The results were measured using three areas: pain, function, and disability. Specific tests included the Numeric Pain Rating Scale (pain), Patient Specific Functional Scale (function), and Neck Disability Index (disability). Other tests administered included grip strength, patient satisfaction with treatment, and fear avoidance beliefs.
Patients in both groups got better equally. They experienced pain relief, improved function, and reduced disability. The results suggest that adding traction to manual therapy (spinal mobilization/manipulation) and exercise doesn't really add any value to the outcomes.
The authors were quick to point out some important considerations. First, it's possible that a different setting/dosage of traction might work better over a longer period of time. The results of this study don't really support doing away with traction altogether. More study is needed before that recommendation would be made. The patients received the traction lying down on their backs with their heads in a position of slight flexion. It's possible that a different head and neck angle would yield better results.
Second, it's possible that the tests used to measure results might not be the best ones for this condition treated with this treatment. Third, the sham traction still applied some force to the head and neck. This subtherapeutic traction force could have had a positive treatment effect. And finally, without a control group, there's no way to know if everyone would have gotten better after four weeks without treatment anyway.

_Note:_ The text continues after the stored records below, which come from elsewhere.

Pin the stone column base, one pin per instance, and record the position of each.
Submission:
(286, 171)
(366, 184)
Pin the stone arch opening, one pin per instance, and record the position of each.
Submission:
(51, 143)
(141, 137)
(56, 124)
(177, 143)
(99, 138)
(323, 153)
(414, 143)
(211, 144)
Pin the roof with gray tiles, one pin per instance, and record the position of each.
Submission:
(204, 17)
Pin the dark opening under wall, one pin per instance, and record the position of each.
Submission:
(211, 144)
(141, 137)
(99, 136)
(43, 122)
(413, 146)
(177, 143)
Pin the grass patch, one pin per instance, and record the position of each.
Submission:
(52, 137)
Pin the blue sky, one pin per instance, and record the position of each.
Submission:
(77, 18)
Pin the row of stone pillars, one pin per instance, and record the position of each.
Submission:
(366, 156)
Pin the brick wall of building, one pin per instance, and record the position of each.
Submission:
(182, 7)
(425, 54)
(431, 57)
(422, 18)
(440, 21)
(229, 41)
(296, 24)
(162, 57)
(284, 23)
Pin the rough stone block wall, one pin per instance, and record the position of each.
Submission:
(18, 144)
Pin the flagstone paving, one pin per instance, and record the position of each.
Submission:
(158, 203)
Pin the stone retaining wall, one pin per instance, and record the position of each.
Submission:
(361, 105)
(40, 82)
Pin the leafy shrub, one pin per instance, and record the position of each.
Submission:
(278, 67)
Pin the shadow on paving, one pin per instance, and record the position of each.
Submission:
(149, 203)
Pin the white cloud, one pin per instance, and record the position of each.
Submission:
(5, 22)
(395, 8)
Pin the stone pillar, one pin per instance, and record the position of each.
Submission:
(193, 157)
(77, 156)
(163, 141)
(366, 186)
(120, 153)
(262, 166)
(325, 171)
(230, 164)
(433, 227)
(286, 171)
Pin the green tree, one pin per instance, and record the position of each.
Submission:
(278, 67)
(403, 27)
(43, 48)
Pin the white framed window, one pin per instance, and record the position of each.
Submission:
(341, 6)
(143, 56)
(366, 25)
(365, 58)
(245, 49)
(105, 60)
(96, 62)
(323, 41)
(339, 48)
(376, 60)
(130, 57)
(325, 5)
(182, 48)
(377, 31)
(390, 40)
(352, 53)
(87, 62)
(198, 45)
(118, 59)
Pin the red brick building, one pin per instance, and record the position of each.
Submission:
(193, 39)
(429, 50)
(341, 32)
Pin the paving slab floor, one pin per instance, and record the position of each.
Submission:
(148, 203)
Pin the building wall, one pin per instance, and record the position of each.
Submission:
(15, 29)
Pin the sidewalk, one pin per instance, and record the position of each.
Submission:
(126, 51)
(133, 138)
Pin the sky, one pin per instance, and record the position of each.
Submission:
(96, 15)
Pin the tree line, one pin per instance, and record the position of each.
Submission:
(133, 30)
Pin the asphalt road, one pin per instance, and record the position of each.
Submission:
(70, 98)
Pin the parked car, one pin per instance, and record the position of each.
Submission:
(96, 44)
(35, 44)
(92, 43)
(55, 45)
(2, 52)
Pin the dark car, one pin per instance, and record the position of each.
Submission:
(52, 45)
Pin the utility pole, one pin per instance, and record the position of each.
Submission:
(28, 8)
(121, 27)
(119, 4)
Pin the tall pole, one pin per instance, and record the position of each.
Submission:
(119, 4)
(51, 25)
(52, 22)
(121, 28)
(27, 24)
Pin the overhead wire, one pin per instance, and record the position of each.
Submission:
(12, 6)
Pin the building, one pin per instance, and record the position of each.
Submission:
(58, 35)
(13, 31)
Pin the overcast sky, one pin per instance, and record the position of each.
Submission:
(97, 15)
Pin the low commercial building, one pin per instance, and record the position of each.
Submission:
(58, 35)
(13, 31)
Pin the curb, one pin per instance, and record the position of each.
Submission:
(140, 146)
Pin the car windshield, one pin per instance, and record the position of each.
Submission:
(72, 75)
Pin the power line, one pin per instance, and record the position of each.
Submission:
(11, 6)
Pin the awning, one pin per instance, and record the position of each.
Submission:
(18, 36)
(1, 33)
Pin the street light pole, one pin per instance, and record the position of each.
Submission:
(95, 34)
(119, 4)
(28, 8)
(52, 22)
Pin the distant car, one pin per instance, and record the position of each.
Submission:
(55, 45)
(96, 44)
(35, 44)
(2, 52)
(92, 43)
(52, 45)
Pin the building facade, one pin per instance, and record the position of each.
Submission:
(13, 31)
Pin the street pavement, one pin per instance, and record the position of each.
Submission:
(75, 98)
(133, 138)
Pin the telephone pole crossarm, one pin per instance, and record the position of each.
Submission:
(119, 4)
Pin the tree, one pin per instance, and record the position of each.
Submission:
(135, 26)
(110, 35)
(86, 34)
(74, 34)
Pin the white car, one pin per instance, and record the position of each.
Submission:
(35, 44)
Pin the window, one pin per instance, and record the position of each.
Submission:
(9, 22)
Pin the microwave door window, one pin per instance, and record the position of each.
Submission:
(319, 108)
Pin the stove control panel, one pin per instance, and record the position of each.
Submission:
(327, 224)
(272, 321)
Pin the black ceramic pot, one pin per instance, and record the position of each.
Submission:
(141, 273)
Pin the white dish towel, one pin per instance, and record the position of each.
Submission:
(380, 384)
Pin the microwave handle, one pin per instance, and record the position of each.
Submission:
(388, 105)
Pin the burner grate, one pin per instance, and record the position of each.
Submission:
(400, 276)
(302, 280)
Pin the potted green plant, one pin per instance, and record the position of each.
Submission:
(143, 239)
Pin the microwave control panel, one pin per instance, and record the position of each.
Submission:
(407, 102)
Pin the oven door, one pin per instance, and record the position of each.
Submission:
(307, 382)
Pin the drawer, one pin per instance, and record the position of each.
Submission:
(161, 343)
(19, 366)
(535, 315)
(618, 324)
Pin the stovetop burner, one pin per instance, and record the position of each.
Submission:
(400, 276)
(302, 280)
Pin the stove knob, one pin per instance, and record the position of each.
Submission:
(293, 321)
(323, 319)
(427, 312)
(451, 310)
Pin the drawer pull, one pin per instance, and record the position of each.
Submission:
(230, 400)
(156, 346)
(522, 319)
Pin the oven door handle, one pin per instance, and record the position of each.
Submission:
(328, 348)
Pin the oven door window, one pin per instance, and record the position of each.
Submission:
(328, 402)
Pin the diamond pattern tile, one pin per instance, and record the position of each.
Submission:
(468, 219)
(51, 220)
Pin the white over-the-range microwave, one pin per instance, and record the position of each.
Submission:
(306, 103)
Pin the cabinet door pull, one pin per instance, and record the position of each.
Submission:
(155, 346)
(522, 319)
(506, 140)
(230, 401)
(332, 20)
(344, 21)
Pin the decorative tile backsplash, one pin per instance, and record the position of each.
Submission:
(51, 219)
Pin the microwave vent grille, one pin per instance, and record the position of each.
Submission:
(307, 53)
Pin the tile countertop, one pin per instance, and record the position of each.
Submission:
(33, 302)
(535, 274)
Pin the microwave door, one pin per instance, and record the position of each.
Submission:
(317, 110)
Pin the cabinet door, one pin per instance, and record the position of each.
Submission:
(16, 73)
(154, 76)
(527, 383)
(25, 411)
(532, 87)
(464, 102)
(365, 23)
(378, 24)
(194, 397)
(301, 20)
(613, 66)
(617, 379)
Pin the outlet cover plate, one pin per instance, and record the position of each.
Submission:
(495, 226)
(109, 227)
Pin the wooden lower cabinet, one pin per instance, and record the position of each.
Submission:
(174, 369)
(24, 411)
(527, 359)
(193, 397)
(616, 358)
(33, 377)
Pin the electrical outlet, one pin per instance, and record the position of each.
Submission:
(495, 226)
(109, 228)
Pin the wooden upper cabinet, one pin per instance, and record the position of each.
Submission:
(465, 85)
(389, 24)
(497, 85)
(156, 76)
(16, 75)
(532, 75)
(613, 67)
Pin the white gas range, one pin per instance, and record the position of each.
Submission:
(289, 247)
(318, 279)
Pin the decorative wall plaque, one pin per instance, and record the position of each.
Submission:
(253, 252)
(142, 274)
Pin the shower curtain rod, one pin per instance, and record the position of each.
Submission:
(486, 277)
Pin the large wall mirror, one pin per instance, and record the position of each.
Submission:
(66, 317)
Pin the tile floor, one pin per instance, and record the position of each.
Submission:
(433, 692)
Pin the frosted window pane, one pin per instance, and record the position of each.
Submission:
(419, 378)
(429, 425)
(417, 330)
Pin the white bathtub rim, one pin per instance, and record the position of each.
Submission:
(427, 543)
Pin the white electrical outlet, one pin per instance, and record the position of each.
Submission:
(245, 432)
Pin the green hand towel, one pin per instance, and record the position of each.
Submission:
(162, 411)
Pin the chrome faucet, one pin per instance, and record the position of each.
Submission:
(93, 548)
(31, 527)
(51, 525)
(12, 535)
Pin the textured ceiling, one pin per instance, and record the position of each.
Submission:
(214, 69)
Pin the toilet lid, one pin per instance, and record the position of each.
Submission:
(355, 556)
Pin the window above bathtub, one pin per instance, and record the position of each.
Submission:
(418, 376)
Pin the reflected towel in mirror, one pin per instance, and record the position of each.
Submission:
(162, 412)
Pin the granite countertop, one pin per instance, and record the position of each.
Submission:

Future studies are needed to follow-up the findings of this study. Because cervical radiculopathy can be so painful, limiting, and disabling, prediction rules are needed to make sure patients are identified early and receive the most effective treatment. Physical therapists will continue comparing treatment methods until its clear what works best for each homogenous group of patients.
Ian S. Young, PT, MS, OCS, SCS, Cert MDT, et al. Manual Therapy, Exercise, and Traction for Patients with Cervical Radiculopathy: A Randomized Clinical Trial. In Physical Therapy. July 2009. Vol. 89. No. 7. Pp. 632-642.